Paul Fletcher, Minister for Communications, Cyber Safety and the Arts, said the review was overdue, as existing safeguards focus on voice services through a copper telephone network.

“Today we have a vastly different telco landscape with the NBN available to 99 per cent of homes and businesses in Australia,” Fletcher said.

“For example, 51 per cent of Australian adults were mobile-only for voice calls as at June 2019, up from 27 per cent in 2014[, and] 79 per cent of 25 to 34 year-olds rely on mobiles for all voice calls. 

“Australians are using technology in different ways, so we need to make sure the appropriate and necessary regulations are in place. We will also consider areas that consumer experience tells us could work better, including sales, customer service and financial hardship.”

The discussion paper for part C presents four proposals for reform, which are:

  • Telco-specific consumer protection rules should focus on essential matters between consumers and their communications provider;

  • The rule-making process should be reformed to improve its effectiveness;

  • Essential telco-specific consumer protection rules should be mandatory and enforceable by the Australian Communications and Media Authority (ACMA); and

  • Legacy obligations which are losing relevance should be removed or adjusted with the phase out of Telstra’s legacy copper network.

Within the discussion paper, granting more powers to government bodies is highlighted in particular, which includes either giving ACMA reserve powers to make consumer protection rules or giving the Minister or ACMA the ability to make rules in consultation with relevant stakeholders.

Currently, most rules are outlined in the Telecommunications Consumer Protections (TCP) Code.
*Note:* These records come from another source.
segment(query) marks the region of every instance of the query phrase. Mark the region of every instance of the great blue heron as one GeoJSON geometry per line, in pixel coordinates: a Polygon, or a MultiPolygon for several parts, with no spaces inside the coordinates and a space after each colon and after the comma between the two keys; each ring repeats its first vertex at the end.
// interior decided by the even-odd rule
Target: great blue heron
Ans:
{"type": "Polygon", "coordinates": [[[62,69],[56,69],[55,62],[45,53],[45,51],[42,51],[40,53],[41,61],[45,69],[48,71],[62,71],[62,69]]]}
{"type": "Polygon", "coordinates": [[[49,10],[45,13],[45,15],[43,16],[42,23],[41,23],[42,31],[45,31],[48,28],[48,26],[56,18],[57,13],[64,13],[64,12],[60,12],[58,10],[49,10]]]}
Making additions to the code is a slow process, the report claims, and is more suited to managing existing problems than emerging problems.

Also touched upon is considering whether if there is a need for continuing the provision of legacy services to be mandated by regulation, like pre-selection – having different providers for different kinds of call types – unlimited local calls, directory assistance services, operator services, itemised billing and powers for regulating Telstra’s retail prices.

Additionally, the discussion paper mulls over the concept of Telstra providing low income measures, claiming they are “of declining relevance”, but notes affordability issues are separate to the consumer safeguards review.

Industry body Communications Alliance claimed in a statement that it looks forward to engaging with the government on the discussion paper, with CEO John Stanton adding the review “provides an opportunity to modernise and streamline the framework, to benefit consumers, industry and the broader economy”.

“In the past decade, we have seen the real cost of telecommunications for consumers decrease significantly, alongside more flexible service plans and powerful, next-generation devices,” he said.

“The co-regulatory system in the Australian communications sector – in which government can set objectives, industry and consumer experts can design the detail and regulators can scrutinise the outputs and enforce compliance - has served the nation well.

“We believe that both co-regulation and formal government regulation have their place in a modern consumer safeguards framework – and that improvements can be made to the ways in which both forms of regulation are executed in Australia.”

Interested stakeholders are able to submit their responses for consultation from now until 5PM on 24 August via the Department of Infrastructure, Transport, Regional Development and Communications’ website, by email email or by postal mail.

The review for part C is the third consultation for the review, which has spanned over two years. 

The consultation for part A , which focused on complaints handling, occurred in July 2018, and part B’s consultation, looking at the reliability of modern communication services, happened over a year later in December 2019.